Why do you have an ASA 5512-x to the outside world? I’ve been a big fan of Cisco ASAs in some way, shape or form since I first learned about them in community college. I’m also a big fan of VTI in the newer editions of ASA software, allowing for some cool tunneling into cloud vendors like Google and AWS. There’s absolutely better options here, but the 5512-x value-for-money on eBay given is awesome. I picked this up for $135 on eBay, it can run ASA 9.8.4, the fans aren’t too terrible to work within 6 feet of the firewall, and I get to choose between my CLI comfort zone or ASDM! The one caveat is you cannot easily run Firepower on a 5512-x, so if you’re thinking you’d ever want to play with fire in your homelab, maybe spend the extra $$$ on a 5506-x or be comfortable running Firepower in a hypervisor.

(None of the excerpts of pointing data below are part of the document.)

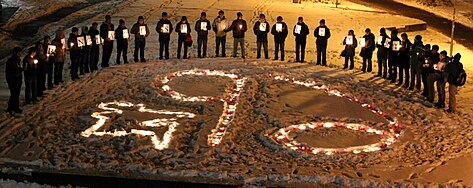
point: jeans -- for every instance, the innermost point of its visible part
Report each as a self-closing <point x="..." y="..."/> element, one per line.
<point x="322" y="54"/>
<point x="300" y="49"/>
<point x="240" y="41"/>
<point x="163" y="48"/>
<point x="220" y="41"/>
<point x="139" y="46"/>
<point x="265" y="48"/>
<point x="279" y="46"/>
<point x="202" y="45"/>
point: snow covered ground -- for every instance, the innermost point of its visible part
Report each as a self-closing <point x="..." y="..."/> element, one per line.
<point x="433" y="144"/>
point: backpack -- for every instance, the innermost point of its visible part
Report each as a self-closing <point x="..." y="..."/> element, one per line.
<point x="461" y="76"/>
<point x="189" y="40"/>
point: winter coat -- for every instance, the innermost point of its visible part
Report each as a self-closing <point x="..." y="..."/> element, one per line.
<point x="302" y="36"/>
<point x="417" y="54"/>
<point x="104" y="28"/>
<point x="13" y="70"/>
<point x="29" y="67"/>
<point x="350" y="49"/>
<point x="136" y="31"/>
<point x="261" y="36"/>
<point x="322" y="40"/>
<point x="219" y="25"/>
<point x="237" y="31"/>
<point x="279" y="36"/>
<point x="382" y="50"/>
<point x="367" y="50"/>
<point x="119" y="35"/>
<point x="178" y="29"/>
<point x="198" y="27"/>
<point x="164" y="36"/>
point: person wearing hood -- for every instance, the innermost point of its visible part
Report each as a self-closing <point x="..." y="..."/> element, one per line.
<point x="404" y="59"/>
<point x="105" y="29"/>
<point x="202" y="27"/>
<point x="322" y="33"/>
<point x="59" y="57"/>
<point x="261" y="30"/>
<point x="393" y="55"/>
<point x="382" y="53"/>
<point x="141" y="31"/>
<point x="95" y="48"/>
<point x="280" y="32"/>
<point x="122" y="42"/>
<point x="75" y="53"/>
<point x="164" y="28"/>
<point x="85" y="53"/>
<point x="350" y="43"/>
<point x="417" y="56"/>
<point x="367" y="51"/>
<point x="29" y="67"/>
<point x="41" y="69"/>
<point x="238" y="28"/>
<point x="219" y="25"/>
<point x="183" y="28"/>
<point x="13" y="74"/>
<point x="301" y="30"/>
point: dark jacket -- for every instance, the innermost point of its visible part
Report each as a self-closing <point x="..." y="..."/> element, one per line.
<point x="29" y="67"/>
<point x="350" y="49"/>
<point x="367" y="51"/>
<point x="178" y="29"/>
<point x="162" y="35"/>
<point x="404" y="54"/>
<point x="261" y="36"/>
<point x="104" y="28"/>
<point x="304" y="32"/>
<point x="382" y="50"/>
<point x="198" y="27"/>
<point x="13" y="70"/>
<point x="119" y="35"/>
<point x="322" y="40"/>
<point x="237" y="31"/>
<point x="279" y="36"/>
<point x="136" y="31"/>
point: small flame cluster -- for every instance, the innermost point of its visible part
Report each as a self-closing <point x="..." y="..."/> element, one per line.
<point x="230" y="101"/>
<point x="160" y="122"/>
<point x="388" y="138"/>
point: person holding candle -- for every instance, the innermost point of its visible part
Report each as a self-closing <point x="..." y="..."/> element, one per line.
<point x="417" y="55"/>
<point x="13" y="74"/>
<point x="202" y="26"/>
<point x="122" y="42"/>
<point x="382" y="53"/>
<point x="404" y="59"/>
<point x="60" y="56"/>
<point x="322" y="33"/>
<point x="393" y="55"/>
<point x="183" y="29"/>
<point x="219" y="25"/>
<point x="105" y="29"/>
<point x="238" y="28"/>
<point x="261" y="30"/>
<point x="350" y="43"/>
<point x="141" y="31"/>
<point x="301" y="30"/>
<point x="75" y="53"/>
<point x="367" y="50"/>
<point x="41" y="69"/>
<point x="164" y="29"/>
<point x="279" y="30"/>
<point x="85" y="54"/>
<point x="95" y="49"/>
<point x="29" y="67"/>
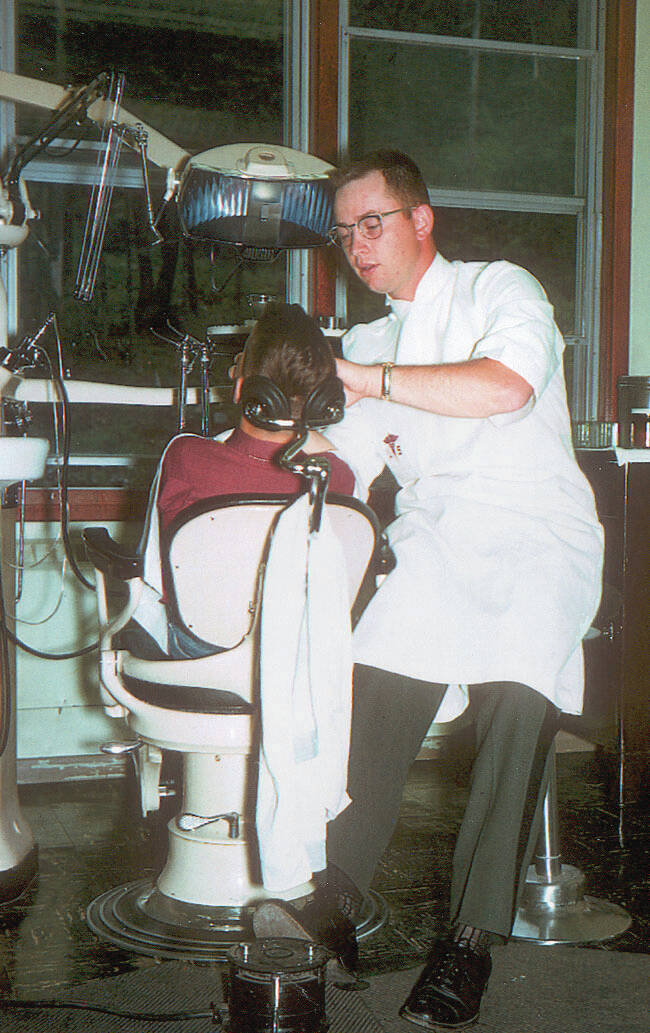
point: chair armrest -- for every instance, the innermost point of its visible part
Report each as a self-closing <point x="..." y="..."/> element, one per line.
<point x="111" y="558"/>
<point x="383" y="560"/>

Why Juniper vMX in Google Cloud? Someday, I’d like to do a lot more with vMX in the homelab. For now, this felt like a great way to warm up into JunOS and ensure I can actually start vMX on Google Cloud. Juniper MX series gear may run a big chunk of the internet, but it’s also resource intensive compared to other switch VMs, and I had big issues running vMX on the old AMD desktop processor at home.

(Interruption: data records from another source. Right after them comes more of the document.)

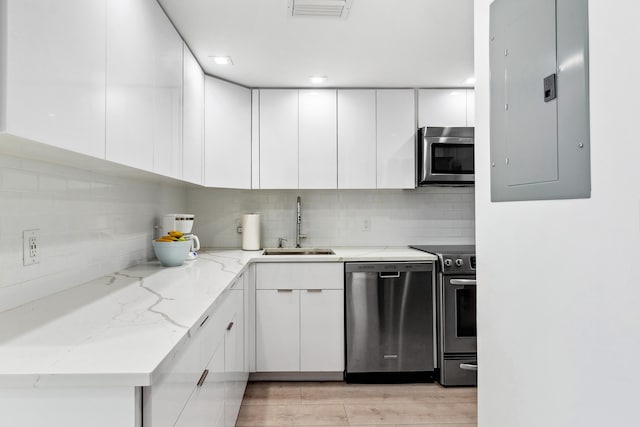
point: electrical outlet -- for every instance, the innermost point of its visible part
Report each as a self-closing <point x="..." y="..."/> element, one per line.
<point x="31" y="247"/>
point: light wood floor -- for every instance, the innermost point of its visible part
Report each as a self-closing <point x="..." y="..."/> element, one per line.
<point x="338" y="404"/>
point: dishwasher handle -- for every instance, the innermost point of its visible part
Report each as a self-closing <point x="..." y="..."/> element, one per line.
<point x="462" y="282"/>
<point x="385" y="275"/>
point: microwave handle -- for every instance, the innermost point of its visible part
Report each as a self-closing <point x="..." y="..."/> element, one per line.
<point x="462" y="282"/>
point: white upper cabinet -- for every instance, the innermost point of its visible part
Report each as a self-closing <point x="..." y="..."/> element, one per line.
<point x="318" y="151"/>
<point x="227" y="134"/>
<point x="144" y="88"/>
<point x="278" y="139"/>
<point x="356" y="138"/>
<point x="167" y="115"/>
<point x="192" y="119"/>
<point x="445" y="107"/>
<point x="130" y="69"/>
<point x="52" y="73"/>
<point x="396" y="134"/>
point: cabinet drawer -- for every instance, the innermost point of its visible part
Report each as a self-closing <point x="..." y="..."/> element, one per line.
<point x="300" y="275"/>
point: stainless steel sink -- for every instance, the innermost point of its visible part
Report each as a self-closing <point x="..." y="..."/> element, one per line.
<point x="298" y="251"/>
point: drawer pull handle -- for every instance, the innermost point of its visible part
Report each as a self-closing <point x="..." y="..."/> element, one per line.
<point x="469" y="366"/>
<point x="202" y="377"/>
<point x="204" y="321"/>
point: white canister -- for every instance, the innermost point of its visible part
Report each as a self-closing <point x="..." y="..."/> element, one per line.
<point x="251" y="232"/>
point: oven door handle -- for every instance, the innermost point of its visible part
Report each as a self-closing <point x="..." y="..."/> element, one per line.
<point x="463" y="282"/>
<point x="469" y="366"/>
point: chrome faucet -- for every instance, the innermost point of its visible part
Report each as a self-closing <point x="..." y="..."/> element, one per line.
<point x="298" y="222"/>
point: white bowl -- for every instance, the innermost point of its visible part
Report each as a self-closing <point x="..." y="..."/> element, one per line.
<point x="171" y="254"/>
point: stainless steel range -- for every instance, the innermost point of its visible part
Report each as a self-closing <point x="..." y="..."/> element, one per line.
<point x="456" y="308"/>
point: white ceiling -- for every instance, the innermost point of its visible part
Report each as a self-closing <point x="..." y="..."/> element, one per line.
<point x="382" y="43"/>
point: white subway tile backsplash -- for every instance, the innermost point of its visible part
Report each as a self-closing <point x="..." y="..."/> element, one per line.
<point x="90" y="225"/>
<point x="335" y="217"/>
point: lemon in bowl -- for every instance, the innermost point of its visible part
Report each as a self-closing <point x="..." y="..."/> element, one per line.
<point x="171" y="254"/>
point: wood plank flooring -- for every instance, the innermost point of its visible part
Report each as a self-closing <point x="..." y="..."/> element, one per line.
<point x="333" y="404"/>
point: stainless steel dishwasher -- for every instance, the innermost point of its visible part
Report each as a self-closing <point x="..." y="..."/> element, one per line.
<point x="390" y="322"/>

Why are you so interested in Cisco ISE 3 and ArubaOS-CX? When I first started learning ISE, I was pretty turned off by the fact that many of the books, labs, YouTube videos, etc. were for ISE version 1, and everything I wanted to do was in ISE version 2. Eventually, ISE 2 is going end of life, so might as well get a head start on learning ISE 3 while it’s the shiny new toy. My first experience with ArubaOS-CX was actually quite lousy; I had spent way too many hours troubleshooting with their TAC on a packet loss issue which ended up being a software bug. But during the many calls with TAC, Aruba had me run some python scripts to troubleshoot the ArubaOS-CX switch, and I thought this was one of the coolest things I’ve seen on a low-cost campus switch. Even though I feel there’s still an “early adoption tax” on ArubaOS-CX today, I think these switches are going to really catch on given their capabilities & price point. There’s not a lot of ArubaOS-CX homelabs out there yet, especially ones doing things with Cisco ISE, and I haven’t seen anyone tie both ArubaOS-CX with ISE3 yet. So that’s exactly what I’m going to do in the near future 🙂

Why are you using eve-ng community edition instead of professional? I know some readers out there either don’t have the $100ish for a year subscription of eve-ng, or that kind of cash is hard to come by due to these crazy covid times we live in nowadays. Maybe you just want to check out eve-ng in GCP for a few days before deciding to shell out the money. For this reason alone, I’m going to try and keep everything community edition on the website going forward. I highly recommend throwing some cash towards eve-ng.net either as a small donation or buying professional if you can afford it.

Why are you doing NST32 instead of some other Linux distro? Over the years, I’ve started to prefer Red-hat flavored Linux distributions, and never really found myself enjoying the use of debian-flavored Kali Linux like so many cybersecurity folks typically do. I discovered what was NST28 at the time, and immediately fell in love with the way I could do all the Fedora/RHEL style sysadmin commands I’m most comfortable with, but also have all the network security tools ready to go! Eventually we’ll probably do some cool things with ntop-ng, Squid, and who knows what else on this box.